第4回 ようやく、そう、やっとです・・・。


	 その頃陸送の仕事で、初めて元プロのギタリストだったという人に知り合うことができました。
	その人に自分もdrumsをやってるんだ、プロでやりたいんだという話をして自宅に無理矢理遊びに
	行きました、というより押し掛けました。さすがに「レスポール」や「335」、「ストラトキャ
	スター」、そしてオーダーメイドの特注品のエレキなど持っていましたが、「プロを辞めてからず
	いぶんと何本も処分しちゃって、ホントに気に入っているものしか残していない。」ということで
	した。

	 とにかく、プロ!プロでやってた人!仕事で楽器を弾いて生活していた人にその時の話を、生活
	を聞きたくて聞きたくて、色々聞きました。けれどどんな話をその人に聞いたか、今はよく覚えて
	いません。というのはそれ以降現在に至るまで色々なプロのミュージシャンに、同じような質問を
	して同じような答えを聞いてきたので誰が言っていたことか、みんなゴッチャになってしまってい
	るのです。ただ一つだけその時にした話で覚えていることは、

	「何で、何故辞めたんですか?」

	「仕事、干されたんだよ。」

	「え!どうして!」

	「その時バックやってたアイドル歌手のマネージャーと衝突して、『お前!覚えとけよ!この業界

	で仕事出来なくしてやるからな!』って。」

	「その人ってそんなに影響力のある人なんですか?」

	「そいつから、なんか業界中に話が伝わってて何処行っても仕事になんなくて、結局諦めたよ。」

	「それってどのくらい前なんですか?」

	「5年くらいになるかなぁ。」

	「だったらもうホトボリも冷めていて、復帰できるんじゃないですか?」

	「そうかもしれないけど、もうあまり戻りたいと思わなくなったよ。」

	「そんなこと言わないで下さいよ!一緒にやりませんか?もう一回やりましょうよ!」

	「だめだよ。下手したら君まで睨まれちゃうよ。」

	 その後日、一度だけその人とリハーサルスタジオへ入ってセッションをやりました。その時の感想は、

	「やっぱプロだった人は上手いな!・・・だけど、現役の頃はもっとだったんだろうナ・・・。」


	 それ以降その人とはあまり音楽について話をする機会がなくなりました、というより話題を避け
	てたような気がします。
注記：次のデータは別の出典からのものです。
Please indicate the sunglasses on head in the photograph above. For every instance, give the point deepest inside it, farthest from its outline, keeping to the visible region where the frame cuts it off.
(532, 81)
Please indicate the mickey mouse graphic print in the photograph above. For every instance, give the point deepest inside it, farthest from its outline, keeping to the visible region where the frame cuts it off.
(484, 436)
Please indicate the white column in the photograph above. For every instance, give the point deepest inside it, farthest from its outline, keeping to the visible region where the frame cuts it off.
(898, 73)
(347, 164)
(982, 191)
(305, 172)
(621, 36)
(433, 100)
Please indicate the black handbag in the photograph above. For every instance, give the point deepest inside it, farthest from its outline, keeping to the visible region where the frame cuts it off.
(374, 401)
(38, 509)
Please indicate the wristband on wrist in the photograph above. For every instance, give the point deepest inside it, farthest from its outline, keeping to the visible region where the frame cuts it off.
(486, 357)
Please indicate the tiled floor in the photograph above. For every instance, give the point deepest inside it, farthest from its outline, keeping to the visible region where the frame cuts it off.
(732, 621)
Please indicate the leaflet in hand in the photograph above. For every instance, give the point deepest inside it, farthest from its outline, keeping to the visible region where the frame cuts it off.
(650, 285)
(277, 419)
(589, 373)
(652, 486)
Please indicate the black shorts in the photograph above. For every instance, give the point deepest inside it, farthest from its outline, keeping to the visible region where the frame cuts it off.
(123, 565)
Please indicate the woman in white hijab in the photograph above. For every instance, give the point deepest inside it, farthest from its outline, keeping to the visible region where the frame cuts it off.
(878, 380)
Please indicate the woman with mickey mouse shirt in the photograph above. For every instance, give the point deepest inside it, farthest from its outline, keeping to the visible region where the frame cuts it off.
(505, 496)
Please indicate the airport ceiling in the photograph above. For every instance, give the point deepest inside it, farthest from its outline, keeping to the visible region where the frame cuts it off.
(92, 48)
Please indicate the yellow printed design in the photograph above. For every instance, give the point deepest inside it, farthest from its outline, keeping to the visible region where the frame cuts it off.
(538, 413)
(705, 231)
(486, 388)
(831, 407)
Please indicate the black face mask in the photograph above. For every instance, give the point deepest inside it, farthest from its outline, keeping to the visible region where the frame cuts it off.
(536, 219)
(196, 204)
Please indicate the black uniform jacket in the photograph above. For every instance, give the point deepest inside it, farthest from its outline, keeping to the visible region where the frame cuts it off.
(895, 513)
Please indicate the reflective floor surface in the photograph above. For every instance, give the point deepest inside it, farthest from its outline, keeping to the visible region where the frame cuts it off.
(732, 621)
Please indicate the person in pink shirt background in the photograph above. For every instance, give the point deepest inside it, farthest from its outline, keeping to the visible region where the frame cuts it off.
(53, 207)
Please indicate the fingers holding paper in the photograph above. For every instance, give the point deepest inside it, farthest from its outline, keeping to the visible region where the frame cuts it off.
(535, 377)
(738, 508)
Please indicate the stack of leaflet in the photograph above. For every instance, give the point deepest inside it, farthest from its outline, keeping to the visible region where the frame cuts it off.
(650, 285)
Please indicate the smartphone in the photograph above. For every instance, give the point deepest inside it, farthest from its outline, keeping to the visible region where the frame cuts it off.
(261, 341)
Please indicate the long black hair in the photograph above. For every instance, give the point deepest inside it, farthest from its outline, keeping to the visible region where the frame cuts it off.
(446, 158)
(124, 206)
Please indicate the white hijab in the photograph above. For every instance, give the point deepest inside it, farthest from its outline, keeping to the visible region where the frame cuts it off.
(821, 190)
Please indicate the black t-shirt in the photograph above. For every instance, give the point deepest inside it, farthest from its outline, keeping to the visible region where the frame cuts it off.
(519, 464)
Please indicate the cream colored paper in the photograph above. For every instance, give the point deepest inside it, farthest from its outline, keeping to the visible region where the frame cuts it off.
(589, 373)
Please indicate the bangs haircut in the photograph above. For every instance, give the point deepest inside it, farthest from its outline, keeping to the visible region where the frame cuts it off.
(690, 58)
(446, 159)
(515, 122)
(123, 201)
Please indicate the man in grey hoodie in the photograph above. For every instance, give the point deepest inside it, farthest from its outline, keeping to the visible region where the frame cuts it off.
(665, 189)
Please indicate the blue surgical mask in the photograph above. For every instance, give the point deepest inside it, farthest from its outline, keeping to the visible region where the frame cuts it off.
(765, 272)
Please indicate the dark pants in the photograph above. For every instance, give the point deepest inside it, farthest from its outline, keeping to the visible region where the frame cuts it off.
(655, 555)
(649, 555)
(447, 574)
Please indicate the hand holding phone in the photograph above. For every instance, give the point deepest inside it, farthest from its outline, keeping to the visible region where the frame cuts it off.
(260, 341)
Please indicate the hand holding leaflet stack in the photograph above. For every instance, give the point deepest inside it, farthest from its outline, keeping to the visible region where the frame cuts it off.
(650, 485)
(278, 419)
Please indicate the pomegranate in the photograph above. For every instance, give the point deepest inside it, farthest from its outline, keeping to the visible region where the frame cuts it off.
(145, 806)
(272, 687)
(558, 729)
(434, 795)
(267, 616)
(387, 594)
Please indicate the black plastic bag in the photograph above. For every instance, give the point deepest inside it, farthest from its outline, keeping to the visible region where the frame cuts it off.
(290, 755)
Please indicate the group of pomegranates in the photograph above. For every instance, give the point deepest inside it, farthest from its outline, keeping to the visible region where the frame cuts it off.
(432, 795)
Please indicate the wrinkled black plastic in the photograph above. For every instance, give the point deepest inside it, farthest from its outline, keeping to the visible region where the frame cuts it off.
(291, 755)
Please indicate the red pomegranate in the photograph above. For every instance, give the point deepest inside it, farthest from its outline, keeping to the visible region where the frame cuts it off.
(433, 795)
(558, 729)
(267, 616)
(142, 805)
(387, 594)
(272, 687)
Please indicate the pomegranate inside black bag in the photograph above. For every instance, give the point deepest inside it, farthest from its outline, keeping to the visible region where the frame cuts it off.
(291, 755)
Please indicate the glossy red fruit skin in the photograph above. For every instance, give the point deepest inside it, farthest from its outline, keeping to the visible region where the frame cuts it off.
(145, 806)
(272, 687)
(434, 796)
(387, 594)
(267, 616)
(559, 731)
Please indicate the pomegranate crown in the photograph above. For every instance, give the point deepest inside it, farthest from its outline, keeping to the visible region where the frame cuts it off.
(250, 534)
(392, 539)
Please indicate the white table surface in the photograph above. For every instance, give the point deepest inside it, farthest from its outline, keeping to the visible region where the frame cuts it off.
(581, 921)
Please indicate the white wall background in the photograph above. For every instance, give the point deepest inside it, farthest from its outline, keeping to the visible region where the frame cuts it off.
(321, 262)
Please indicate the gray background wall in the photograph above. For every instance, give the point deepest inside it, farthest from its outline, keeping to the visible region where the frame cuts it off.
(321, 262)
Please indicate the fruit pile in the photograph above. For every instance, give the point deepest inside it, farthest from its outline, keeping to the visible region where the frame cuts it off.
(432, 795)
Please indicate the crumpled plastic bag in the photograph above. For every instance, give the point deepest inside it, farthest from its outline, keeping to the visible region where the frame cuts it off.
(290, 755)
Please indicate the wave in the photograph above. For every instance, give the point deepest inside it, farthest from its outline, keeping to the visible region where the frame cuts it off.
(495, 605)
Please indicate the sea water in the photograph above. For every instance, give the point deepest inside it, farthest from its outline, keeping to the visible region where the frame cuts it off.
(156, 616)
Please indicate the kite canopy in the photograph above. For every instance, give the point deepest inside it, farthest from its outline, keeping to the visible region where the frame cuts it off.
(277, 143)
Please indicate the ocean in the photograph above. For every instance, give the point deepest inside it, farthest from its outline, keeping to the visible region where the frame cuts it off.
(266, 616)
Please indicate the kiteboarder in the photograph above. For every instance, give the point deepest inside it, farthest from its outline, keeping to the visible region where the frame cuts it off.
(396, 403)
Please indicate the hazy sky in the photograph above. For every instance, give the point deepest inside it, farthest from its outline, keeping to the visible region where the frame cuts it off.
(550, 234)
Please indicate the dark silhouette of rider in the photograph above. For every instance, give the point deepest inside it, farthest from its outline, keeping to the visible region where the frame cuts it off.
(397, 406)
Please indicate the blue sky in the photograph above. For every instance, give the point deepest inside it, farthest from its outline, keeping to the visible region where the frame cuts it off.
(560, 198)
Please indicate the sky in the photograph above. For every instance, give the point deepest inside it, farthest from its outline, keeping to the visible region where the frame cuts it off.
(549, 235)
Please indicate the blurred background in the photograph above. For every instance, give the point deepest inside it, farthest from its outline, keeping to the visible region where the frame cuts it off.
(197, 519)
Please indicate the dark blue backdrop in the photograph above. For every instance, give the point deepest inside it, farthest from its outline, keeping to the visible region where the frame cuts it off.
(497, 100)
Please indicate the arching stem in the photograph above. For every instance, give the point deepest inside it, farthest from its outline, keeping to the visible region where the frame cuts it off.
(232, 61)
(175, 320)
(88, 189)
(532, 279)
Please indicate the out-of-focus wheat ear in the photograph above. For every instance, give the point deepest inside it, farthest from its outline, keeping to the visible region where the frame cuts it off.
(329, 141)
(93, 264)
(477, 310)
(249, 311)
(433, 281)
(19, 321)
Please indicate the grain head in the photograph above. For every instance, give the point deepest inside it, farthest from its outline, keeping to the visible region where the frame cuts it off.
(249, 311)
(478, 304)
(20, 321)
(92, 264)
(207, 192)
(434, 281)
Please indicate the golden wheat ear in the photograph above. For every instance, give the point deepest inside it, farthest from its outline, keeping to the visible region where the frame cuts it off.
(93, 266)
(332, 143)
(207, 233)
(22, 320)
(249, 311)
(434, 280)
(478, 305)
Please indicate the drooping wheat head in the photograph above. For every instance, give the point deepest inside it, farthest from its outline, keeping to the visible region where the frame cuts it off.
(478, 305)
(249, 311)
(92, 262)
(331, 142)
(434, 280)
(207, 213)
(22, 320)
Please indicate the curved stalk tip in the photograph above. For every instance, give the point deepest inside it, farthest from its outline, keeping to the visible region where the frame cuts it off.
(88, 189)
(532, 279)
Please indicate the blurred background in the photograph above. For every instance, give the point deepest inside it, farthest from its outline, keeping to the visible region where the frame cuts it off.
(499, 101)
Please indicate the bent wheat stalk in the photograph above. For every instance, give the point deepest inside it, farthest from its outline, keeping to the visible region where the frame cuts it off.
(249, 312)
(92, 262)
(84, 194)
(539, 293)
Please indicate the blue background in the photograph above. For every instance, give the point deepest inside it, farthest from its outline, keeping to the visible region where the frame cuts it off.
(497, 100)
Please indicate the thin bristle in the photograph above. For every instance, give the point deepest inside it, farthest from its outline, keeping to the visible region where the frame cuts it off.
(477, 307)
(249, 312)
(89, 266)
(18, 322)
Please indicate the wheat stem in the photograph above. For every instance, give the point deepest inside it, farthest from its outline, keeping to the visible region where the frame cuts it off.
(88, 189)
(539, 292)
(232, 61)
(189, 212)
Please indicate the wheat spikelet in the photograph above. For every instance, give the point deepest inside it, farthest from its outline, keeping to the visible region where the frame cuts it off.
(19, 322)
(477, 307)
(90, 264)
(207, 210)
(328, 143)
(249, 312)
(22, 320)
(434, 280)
けど、とってもいい人でした。
	 1年間の陸送の仕事を辞めて、今度は運送会社で2トントラックの運転手の仕事に就きました。
	築地に会社はありましたが、平和島からコピー用紙やトナー等のキャノンの消耗品を都内の文房具
	屋さんや会社へルート配送する仕事でした。
	 この仕事は約2年半続けましたが、この期間にウチのカミさんと知り合い、結婚し、子供が産ま
	れることを知ったのを機会に就職することにしました。そう決心してしまったため、運転手の仕事
	を辞めました。就職先も決めてないのに・・・。